The so-called ‘floating hotspots’ “are a bad copy of detention centres”, Galantino told La Repubblica, adding that while on a ship, the right for migrants to seek asylum would not be ensured.

Italy and Greece have borne the brunt of Europe’s refugee crisis, with 46,473 people landing on Italy’s shores since the start of the year.

Some 13,000 were rescued by the Italian navy, coast guard and EU vessels in several shipwrecks last week, while at least 1,000 are feared dead.

A joint report published by Europol and Interpol last month said there were around 800,000 migrants in Libya waiting to attempt the journey across the Mediterranean.

Meanwhile, an EU plan devised last September to move 120,000 asylum seekers from Italy and Greece to elsewhere in the EU has fallen by the wayside.

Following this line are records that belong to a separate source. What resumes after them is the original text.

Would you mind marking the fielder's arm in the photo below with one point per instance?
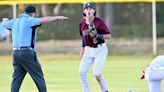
(52, 18)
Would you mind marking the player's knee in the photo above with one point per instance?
(82, 73)
(98, 77)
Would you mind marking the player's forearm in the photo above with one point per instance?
(103, 36)
(51, 18)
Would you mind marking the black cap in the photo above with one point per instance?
(30, 9)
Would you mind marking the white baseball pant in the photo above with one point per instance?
(96, 56)
(154, 76)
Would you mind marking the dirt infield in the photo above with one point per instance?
(116, 46)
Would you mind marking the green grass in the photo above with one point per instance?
(61, 75)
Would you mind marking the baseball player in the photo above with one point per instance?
(25, 59)
(4, 33)
(155, 73)
(94, 32)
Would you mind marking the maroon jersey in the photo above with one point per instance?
(100, 27)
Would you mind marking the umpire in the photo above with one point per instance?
(24, 39)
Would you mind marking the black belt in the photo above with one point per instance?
(95, 46)
(23, 48)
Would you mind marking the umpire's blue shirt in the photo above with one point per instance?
(23, 30)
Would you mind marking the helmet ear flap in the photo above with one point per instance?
(84, 14)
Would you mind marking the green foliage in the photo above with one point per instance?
(120, 72)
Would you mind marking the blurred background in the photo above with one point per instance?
(130, 24)
(58, 45)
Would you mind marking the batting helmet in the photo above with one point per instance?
(91, 5)
(30, 9)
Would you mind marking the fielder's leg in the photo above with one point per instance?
(154, 86)
(85, 64)
(18, 75)
(33, 67)
(99, 64)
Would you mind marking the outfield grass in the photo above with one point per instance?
(61, 74)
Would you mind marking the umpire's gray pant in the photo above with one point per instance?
(26, 61)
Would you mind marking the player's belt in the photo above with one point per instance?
(96, 46)
(23, 48)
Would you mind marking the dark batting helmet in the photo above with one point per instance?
(91, 5)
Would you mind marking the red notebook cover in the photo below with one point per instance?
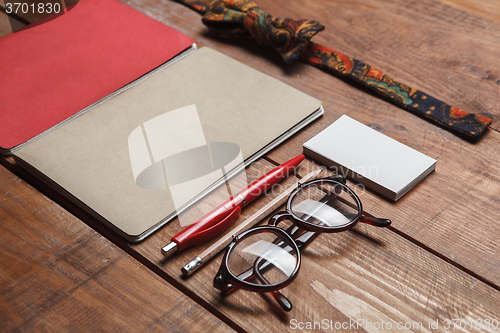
(54, 70)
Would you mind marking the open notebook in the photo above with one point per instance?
(97, 159)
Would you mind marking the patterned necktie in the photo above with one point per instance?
(291, 38)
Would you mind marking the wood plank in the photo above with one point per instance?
(368, 274)
(6, 24)
(58, 275)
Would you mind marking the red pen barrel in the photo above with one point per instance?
(264, 183)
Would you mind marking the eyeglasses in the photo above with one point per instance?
(267, 258)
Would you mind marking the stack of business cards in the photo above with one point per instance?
(369, 157)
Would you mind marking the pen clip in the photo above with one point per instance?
(215, 230)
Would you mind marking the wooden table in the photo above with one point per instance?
(62, 271)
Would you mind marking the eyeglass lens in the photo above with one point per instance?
(326, 203)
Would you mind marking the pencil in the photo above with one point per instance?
(224, 241)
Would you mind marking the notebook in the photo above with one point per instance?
(369, 157)
(56, 70)
(97, 160)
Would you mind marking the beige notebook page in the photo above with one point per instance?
(89, 156)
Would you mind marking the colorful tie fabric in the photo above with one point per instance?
(291, 38)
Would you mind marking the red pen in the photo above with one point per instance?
(221, 218)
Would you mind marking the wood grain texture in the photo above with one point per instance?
(447, 48)
(366, 274)
(58, 275)
(451, 56)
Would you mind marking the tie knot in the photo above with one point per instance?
(289, 37)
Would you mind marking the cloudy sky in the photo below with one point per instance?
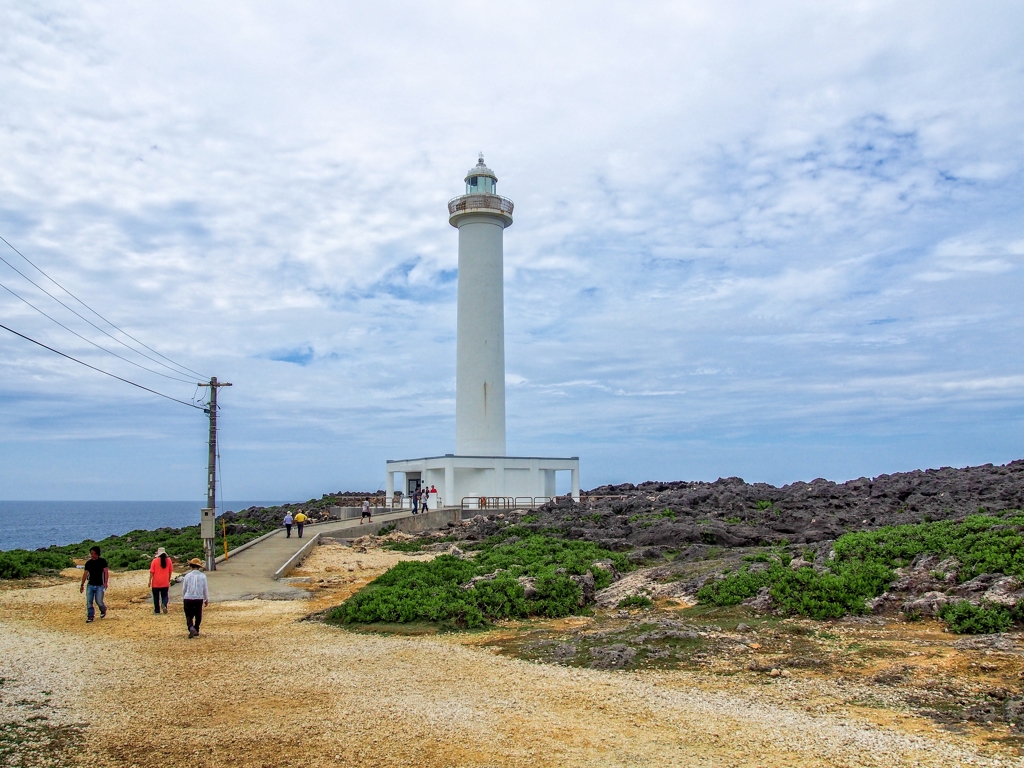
(778, 241)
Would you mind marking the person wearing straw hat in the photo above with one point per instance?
(161, 570)
(195, 594)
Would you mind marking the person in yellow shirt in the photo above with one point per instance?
(300, 520)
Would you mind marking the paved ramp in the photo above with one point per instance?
(251, 573)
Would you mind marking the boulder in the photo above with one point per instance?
(608, 567)
(1005, 592)
(611, 656)
(586, 583)
(928, 604)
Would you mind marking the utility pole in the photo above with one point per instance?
(207, 529)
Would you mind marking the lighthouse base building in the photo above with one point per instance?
(515, 480)
(479, 471)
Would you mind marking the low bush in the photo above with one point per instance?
(967, 619)
(863, 565)
(437, 591)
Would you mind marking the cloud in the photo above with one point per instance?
(770, 227)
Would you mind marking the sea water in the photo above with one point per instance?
(34, 524)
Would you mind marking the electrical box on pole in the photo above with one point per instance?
(207, 529)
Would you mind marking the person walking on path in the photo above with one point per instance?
(161, 570)
(98, 576)
(195, 594)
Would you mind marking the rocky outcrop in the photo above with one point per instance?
(653, 517)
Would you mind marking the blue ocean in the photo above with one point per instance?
(34, 524)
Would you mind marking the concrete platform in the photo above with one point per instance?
(251, 573)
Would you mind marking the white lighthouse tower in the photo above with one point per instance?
(479, 469)
(481, 217)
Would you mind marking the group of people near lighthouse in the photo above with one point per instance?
(195, 590)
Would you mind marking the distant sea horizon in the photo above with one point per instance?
(37, 523)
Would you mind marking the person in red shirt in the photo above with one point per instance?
(161, 570)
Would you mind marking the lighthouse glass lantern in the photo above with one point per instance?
(481, 180)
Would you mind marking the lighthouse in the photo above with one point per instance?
(479, 473)
(481, 217)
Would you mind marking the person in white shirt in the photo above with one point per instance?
(195, 594)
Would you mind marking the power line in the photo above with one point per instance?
(137, 365)
(99, 370)
(188, 370)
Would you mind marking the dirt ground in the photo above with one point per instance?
(266, 686)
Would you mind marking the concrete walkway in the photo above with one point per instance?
(250, 574)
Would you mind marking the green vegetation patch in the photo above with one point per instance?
(439, 591)
(966, 619)
(863, 566)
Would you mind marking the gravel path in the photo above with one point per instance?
(264, 688)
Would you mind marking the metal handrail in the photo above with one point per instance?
(503, 502)
(472, 202)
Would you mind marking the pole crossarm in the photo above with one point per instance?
(209, 545)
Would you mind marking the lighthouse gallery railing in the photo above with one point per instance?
(473, 202)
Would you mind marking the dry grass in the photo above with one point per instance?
(264, 688)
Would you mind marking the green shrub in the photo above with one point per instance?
(967, 619)
(437, 592)
(737, 587)
(636, 601)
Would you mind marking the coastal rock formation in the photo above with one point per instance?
(652, 517)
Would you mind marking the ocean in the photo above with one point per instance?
(34, 524)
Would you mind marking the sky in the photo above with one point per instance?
(776, 241)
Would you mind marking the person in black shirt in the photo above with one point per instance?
(98, 576)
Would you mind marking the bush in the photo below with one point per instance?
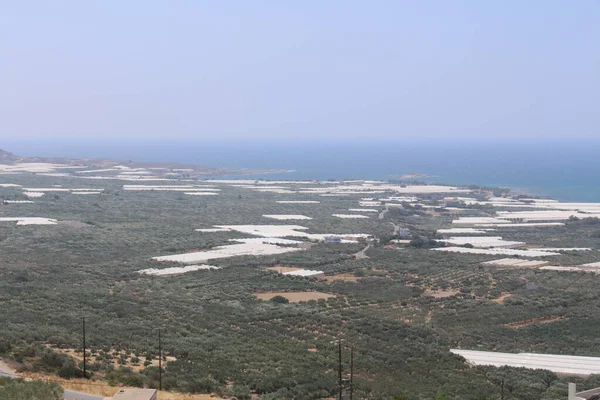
(280, 300)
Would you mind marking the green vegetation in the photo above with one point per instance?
(219, 338)
(17, 389)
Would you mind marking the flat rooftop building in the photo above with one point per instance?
(136, 394)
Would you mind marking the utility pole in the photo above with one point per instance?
(351, 371)
(159, 361)
(84, 367)
(340, 367)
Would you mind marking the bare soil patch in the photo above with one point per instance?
(504, 296)
(98, 388)
(347, 277)
(294, 297)
(115, 358)
(442, 293)
(281, 269)
(74, 224)
(542, 320)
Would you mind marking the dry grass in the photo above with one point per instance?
(440, 294)
(504, 296)
(281, 269)
(101, 389)
(294, 297)
(542, 320)
(115, 360)
(347, 277)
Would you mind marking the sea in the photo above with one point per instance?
(563, 169)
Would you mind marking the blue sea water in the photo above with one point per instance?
(567, 170)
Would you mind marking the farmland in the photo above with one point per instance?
(133, 258)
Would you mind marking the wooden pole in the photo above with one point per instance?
(159, 361)
(84, 357)
(351, 372)
(340, 367)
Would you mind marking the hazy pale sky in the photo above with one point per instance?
(299, 69)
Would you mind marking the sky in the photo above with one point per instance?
(303, 70)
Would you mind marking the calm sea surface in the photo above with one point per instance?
(562, 169)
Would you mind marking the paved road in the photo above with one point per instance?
(69, 394)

“I understand Galantino’s words, as a bishop, but I'm the interior minister and have a duty to ensure that laws are respect,” Alfano was quoted by Ansa as saying.

“We’re the champions of the world when it comes to being humanitarian and welcoming. We have a big heart, but we can’t welcome everyone.”

Galantino also said the migrant deaths were "a slap in the face to European democracy” and slammed the EU for failing to create “a humanitarian corridor, provided for by international law, towards countries willing to host migrants, in order to encourage safe passage and avoid violence, exploitation and deaths".